ACLU Wants Info on|Ethnic Studies Ban

PHOENIX (CN) - The ACLU demanded that the Arizona Department of Education provide it with documents on the new state law that will ban ethnic studies programs in public schools. The civil rights group claims that House Bill 2281 "is simply a new tactic for the age-old problem of government censorship."

"Rather than taking the Texas approach and rewriting history books or pulling books off the library shelves, this law gives state education officials unlimited power to dictate what is politically acceptable content for the classroom," the ACLU said in a statement announcing its FOIA demand. "They have used their positions of authority to stifle important discussions they disagree with and in doing so are infringing on the First Amendment rights of students and teachers to access information. The public has a right to know how the state plans to enforce HB 2281 and what impact it will have on students across the state."

Texas recently rewrote its curriculum standards to require that social studies and history textbooks include more information about Republicans, including, for instance, Phyllis Schlaffly's campaign against the Equal Rights Amendment.

H.B. 2281, which Republican Gov. Jan Brewer signed into law on May 31, prohibits public schools from teaching subjects that "advocate ethnic solidarity." The state can punish schools that disobey by taking 10 percent of their state funding away.

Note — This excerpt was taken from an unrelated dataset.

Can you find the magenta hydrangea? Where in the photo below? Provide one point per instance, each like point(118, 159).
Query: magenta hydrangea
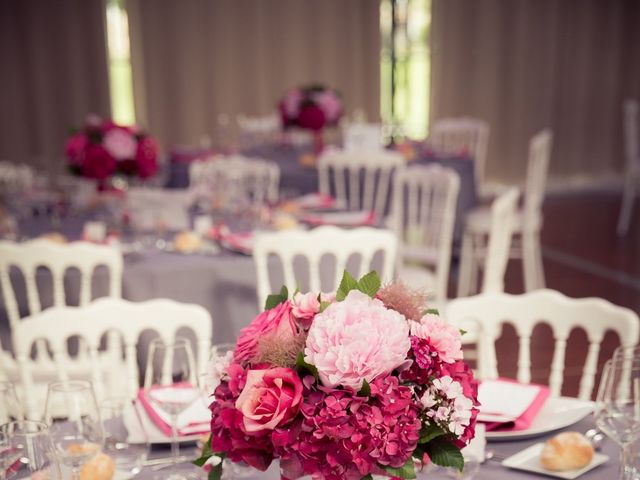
point(346, 436)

State Superintendent of Public Instruction Tom Horne made the news recently for allegedly pressuring Tucson United School District to end its ethnic studies programs. Horne said the district's Latino studies program "teaches a kind of destructive ethnic chauvinism," according to the ACLU, whose FOIA demand includes any state investigations or communications with the Tucson district about its ethnic studies programs.